Thursday, July 19, 2012

2. The slow death of global environmental conferences

I have recently had quite a few discussions about Rio+20, which commemorated the ground-breaking environmental and development conference in 1992 in Rio, Brazil. I was able to attend the Stockholm+40 event, which celebrated the conference from 1972 in Stockholm, Sweden. Unfortunately, this time around, both conferences have been widely criticized as a major failure of global governance. 
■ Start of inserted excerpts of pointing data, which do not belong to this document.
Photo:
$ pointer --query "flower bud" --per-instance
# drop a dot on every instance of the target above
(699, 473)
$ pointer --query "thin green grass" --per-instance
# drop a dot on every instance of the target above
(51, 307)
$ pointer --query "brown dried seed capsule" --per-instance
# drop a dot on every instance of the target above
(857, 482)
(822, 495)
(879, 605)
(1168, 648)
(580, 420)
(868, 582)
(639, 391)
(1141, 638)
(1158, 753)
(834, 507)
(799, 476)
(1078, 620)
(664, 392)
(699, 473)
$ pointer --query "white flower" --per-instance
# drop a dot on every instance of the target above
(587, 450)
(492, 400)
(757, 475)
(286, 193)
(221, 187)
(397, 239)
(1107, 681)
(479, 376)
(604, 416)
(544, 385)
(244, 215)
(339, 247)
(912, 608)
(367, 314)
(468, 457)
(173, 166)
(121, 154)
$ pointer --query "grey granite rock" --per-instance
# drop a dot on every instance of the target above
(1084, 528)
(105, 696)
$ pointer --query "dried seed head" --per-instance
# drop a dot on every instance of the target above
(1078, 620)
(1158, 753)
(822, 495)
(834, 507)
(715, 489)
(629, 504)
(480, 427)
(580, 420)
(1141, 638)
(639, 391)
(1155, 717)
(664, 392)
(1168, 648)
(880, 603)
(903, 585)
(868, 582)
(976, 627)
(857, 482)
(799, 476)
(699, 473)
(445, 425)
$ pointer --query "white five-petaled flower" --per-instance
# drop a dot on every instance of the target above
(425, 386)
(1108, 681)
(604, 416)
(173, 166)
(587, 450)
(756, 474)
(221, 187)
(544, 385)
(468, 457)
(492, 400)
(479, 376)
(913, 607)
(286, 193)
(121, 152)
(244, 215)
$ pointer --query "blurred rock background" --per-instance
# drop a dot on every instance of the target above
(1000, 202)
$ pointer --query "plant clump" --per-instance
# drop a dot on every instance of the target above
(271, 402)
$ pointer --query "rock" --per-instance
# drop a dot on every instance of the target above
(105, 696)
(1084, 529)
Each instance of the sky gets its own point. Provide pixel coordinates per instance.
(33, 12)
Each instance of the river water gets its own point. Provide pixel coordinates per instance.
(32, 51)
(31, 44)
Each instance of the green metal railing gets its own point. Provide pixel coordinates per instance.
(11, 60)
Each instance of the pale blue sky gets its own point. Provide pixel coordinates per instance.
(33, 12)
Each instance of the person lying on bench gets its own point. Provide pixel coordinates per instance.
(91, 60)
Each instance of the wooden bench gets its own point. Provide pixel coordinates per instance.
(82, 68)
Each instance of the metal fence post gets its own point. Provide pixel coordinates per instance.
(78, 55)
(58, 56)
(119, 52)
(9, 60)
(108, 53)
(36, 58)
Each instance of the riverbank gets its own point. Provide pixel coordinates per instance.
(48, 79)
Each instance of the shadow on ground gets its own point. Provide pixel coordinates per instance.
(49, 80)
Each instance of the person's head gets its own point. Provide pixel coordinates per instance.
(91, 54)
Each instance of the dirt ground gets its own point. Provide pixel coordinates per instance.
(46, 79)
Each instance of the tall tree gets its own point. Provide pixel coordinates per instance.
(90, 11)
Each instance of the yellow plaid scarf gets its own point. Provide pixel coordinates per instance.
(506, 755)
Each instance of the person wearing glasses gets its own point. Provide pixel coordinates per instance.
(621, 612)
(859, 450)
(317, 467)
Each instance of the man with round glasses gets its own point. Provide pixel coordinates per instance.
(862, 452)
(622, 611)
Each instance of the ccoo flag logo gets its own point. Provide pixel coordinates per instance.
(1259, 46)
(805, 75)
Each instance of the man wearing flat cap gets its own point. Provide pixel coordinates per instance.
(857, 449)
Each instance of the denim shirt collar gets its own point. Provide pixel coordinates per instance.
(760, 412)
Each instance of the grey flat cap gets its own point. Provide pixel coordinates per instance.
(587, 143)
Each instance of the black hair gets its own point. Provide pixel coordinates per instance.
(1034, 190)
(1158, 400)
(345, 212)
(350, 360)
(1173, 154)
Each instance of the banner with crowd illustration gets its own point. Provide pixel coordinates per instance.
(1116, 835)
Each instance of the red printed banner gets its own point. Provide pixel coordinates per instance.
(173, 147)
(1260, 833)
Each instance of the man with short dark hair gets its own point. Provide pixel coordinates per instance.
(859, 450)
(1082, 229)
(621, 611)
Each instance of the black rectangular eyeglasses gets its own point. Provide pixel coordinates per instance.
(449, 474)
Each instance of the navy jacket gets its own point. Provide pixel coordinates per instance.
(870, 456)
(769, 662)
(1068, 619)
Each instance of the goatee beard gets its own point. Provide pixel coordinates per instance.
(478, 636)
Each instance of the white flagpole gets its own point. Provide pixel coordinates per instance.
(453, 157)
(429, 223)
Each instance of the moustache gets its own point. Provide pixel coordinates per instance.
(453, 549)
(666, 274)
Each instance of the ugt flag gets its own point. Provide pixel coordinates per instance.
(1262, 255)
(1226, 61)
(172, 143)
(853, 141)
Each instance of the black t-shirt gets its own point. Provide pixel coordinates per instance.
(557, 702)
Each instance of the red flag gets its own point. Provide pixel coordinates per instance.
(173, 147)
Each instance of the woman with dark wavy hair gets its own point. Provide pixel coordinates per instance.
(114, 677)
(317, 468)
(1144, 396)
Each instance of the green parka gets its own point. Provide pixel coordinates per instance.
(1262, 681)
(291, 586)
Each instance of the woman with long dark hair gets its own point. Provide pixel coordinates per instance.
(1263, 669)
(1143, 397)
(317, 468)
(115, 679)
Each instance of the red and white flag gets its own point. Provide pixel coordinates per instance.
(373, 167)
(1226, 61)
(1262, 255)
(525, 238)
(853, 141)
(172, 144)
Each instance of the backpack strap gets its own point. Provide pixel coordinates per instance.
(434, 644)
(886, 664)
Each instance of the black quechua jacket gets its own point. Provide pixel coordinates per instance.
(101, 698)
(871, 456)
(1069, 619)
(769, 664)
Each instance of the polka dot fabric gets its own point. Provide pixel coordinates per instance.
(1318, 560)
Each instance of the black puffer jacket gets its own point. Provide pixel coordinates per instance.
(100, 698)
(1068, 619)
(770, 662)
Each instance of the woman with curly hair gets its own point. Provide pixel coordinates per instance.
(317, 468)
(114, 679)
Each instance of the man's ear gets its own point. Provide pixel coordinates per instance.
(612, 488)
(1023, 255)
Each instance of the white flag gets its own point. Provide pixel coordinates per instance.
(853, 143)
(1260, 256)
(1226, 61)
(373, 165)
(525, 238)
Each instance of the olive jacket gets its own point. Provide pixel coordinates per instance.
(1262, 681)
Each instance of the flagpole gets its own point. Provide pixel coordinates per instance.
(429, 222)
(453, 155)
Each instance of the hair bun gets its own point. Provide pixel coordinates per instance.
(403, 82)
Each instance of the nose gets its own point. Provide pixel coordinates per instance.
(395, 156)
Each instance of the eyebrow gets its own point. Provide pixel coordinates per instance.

Philip Sutton of Greenleap wrote ... "Have we reached our alcoholics anonymous moment with sustainability? The Rio+20 conference was a fiasco, the international climate negotiations are getting nowhere fast and the political setting in Australia for environmental progress is going backwards at a terrifying rate. The purpose of pointing this out is not to engage in self-flagelation or 'dark-siding'. It is simply to see if, at last, we can admit, like a new member of an alcoholics anonymous  self-help group, that the methods we have been collectively applying to sustainability campaigning are simply not working and to continue with the same approach is futile. From that point of recognition it might be possible to build up a new, effective approach."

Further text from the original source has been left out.